Muslims believe the Quran was revealed by the archangel Jibril (or Gabriel) to the Prophet Muhammad, who died in 632. Though there is often disagreement among Muslims about what the commands may mean, said Shakur, no one disputes that the words themselves were from Allah.
While Orthodox Jews believe God gave the Torah to Moses on Sinai, said Schindler, Reform Jews believe in the idea of divine inspiration, that the Torah was written by humans, inspired by their experience of God.
James Howell, senior pastor at Myers Park United Methodist Church, agrees.
“There’s probably a minority in Christianity who think that God wrote” the Christian Bible, which comprises the Hebrew scriptures and Greek New Testament. “But not many,” said Howell, 58, a past speaker in Temple Beth El’s Comparative Religions Program. “We certainly recognize that there’s a human element to it. … We think that God guided that process. Most Christians think ‘inspiration.’ ”
Shakur said Islam is heavily focused on the afterlife. “None of us will get to heaven because of our good deeds,” he said. “It’s because of the mercy of God.”
While the idea of a heaven exists in Judaism, it has evolved over time, said Schindler. “The notion (for Jews) is that it is our actions that lead us to heaven.”
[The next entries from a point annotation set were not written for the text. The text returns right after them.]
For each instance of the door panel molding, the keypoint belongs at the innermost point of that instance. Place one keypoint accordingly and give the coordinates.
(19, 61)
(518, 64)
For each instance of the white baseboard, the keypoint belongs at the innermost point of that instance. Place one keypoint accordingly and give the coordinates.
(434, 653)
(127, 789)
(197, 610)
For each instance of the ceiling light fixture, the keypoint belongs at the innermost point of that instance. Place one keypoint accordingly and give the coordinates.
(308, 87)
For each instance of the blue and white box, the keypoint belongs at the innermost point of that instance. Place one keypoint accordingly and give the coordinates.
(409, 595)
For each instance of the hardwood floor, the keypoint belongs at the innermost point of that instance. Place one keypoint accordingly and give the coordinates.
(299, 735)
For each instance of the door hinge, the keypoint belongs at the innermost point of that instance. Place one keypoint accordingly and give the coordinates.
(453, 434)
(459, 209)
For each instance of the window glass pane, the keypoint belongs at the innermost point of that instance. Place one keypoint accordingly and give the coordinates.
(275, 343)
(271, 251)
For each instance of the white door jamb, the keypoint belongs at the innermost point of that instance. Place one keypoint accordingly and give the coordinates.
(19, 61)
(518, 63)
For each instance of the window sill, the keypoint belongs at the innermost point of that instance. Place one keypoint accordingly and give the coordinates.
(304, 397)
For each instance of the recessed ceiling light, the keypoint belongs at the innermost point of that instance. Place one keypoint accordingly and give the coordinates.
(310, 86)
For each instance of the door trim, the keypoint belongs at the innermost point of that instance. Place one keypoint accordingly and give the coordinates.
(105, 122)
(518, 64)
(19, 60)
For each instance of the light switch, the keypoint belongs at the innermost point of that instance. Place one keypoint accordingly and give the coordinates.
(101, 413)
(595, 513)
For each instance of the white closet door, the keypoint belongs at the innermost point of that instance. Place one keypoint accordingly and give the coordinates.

“On the one hand you can say, the sort of baseline in Christianity is you’re saved by the grace of God,” said Howell. But then, “If (for Christians) heaven is a place where there’s equality, then we should have equality now … The idea of heaven drives us back into a focus on the world.”
Temple Beth El’s community has a “passion for dialogue,” Schindler says. The Comparative Religions series, now in its 17th year, offers speakers from Jewish and Christian traditions, Baha’i and Islam.
“I hope this is the start of a good dialogue for the future,” said Marshall Lindner, 76, a retired dentist and Beth El member. “There’s so much religious ignorance and hatred in the world, and this is a wonderful chance to learn and to heal wounds.”